John Chamberlain at the Dia – Exhibition Review

By Sophia Gambitsis


Chelsea New York, New York / Beacon, New York.

The word “dia” in Greek means “through” and it represents the Dia’s initial and ongoing support for artists, artist projects and long-term installations.

Why the obsession with space and wood floors? After wandering New York’s white cube, clustered and some cramped or over-filled galleries on Massey University New York tour. We left the city on a train and ended up at the Dia gallery. It was calm and quiet compared to the city galleries. I  wandered the massive gallery and came across John Chamberlain. I had never seen his work but I was instantly amazed at the weight and size of the work. I found myself peering my head into the sculpture and consequentially being screamed at by staff. My curiosity however was set in. I wanted to see how he crafted these squished metal shapes.
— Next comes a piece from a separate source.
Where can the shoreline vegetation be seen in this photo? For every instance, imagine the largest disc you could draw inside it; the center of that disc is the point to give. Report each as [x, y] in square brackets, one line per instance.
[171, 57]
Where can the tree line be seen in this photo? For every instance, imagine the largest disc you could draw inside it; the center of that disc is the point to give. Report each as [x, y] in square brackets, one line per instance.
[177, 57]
I think that the Dia gallery gave these works a lot of breathing space — and I mean a lot. The large windows on the side highlighted the work and formed interesting shadows which created a natural beauty of nature which contrasted with the hard metal. The placement of the works in the room allowed great space visualisation. It made you want to walk around and stand back. If they were clustered together, I believe the works would have looked less like abstract sculptures and more like a pile of metal rubbish. In addition to this, the colour placement of the works were well-balanced, as I hate biggest to smallest set ups. These works looked romantic and beautiful in this gallery as I love space and the architecture. So all together I enjoyed the work in this gallery more than in the Guggenheim Museum, because the white walls and squished space did not give the work any space to breathe. Meaning his works were well displayed by not being put on plinths or being clustered together and was a successful display and had easy access for all ages. 
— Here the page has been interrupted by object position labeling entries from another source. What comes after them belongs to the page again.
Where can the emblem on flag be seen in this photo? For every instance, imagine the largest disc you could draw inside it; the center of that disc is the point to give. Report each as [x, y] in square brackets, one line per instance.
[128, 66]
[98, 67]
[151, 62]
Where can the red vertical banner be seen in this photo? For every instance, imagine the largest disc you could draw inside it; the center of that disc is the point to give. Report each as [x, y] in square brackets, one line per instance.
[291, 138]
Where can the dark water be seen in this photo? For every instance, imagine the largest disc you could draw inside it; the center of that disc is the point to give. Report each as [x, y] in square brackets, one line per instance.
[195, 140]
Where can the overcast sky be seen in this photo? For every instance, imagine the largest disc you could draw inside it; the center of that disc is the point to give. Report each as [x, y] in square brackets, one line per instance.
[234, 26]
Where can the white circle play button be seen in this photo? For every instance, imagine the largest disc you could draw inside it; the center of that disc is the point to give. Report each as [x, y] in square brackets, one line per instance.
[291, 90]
The DIA: Beacon – Exhibition Review

By Sophia Gambitsis

THE DIA: BEACON, New York – Exhibition


The Dia gallery is set in New York and Lawrence Weiner was curated by Howie Chen, a co-founder of ‘dispatch’, a curatorial production office and product space. The work I will be reviewing is the couch that Howie Chen placed by a wall text. I’m looking at how Lawrence Weiner’s wall text was presented/displayed. While I was wandering the massive gallery, a large couch pulled me towards it. The moment I lay upon this plain grey couch, I relaxed my spine and sat in a long-stretched slouch with my chin rested against my chest. This position evoked a massive sigh of relaxation. I stayed in this chair for perhaps two hours, who knows, but while resting I read the wall work and began to appreciate it more. I started discussions with others who wanted a rest. During our discussions our minds wandered and the conversations became off topic, but the artwork became both a puzzle and a fun read for me.
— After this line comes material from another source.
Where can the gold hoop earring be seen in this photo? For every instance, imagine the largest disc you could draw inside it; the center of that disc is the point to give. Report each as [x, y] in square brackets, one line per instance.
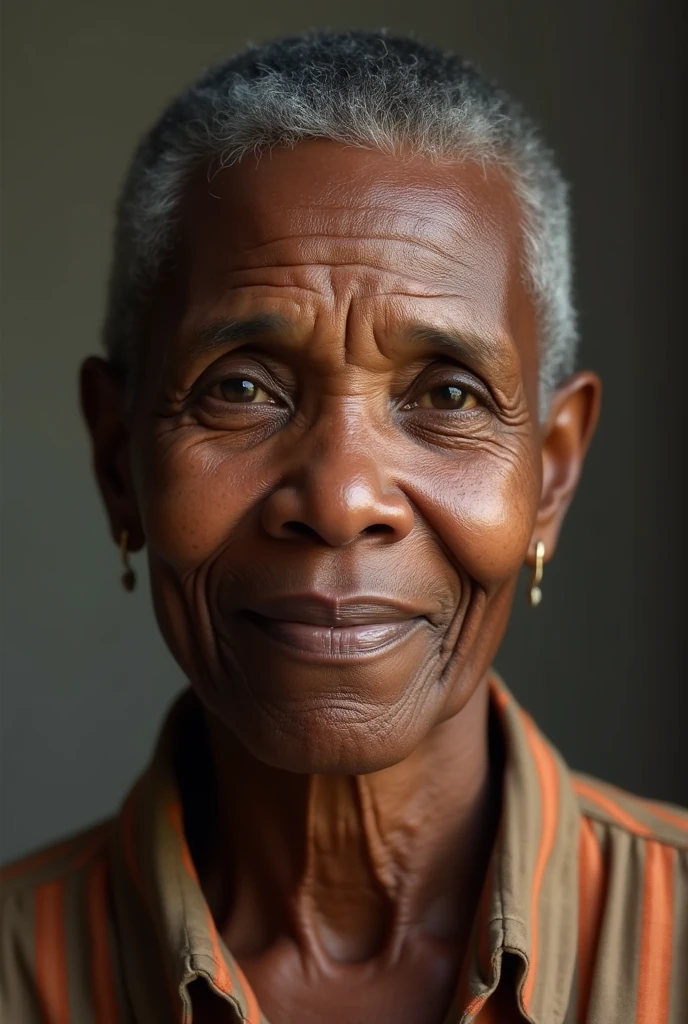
[128, 577]
[535, 595]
I enjoyed the way that the couch added contrast to the work and how sitting right against the back would enable you to tilt your head and see the other wall text while resting. I would linger more when viewing artworks if comfortable furniture was present near all of them. I’m also pleased with the choice of colour for the couch as grey is known to be a creative thinking activator. I would recommend  a cosy couch for any work where the artist wants the viewer to contemplate or debunk something as it was very conductive to this type of thinking. This work has influenced my ‘relax’ project as I think it was a successful curators’ set up and it is what I want to focus on.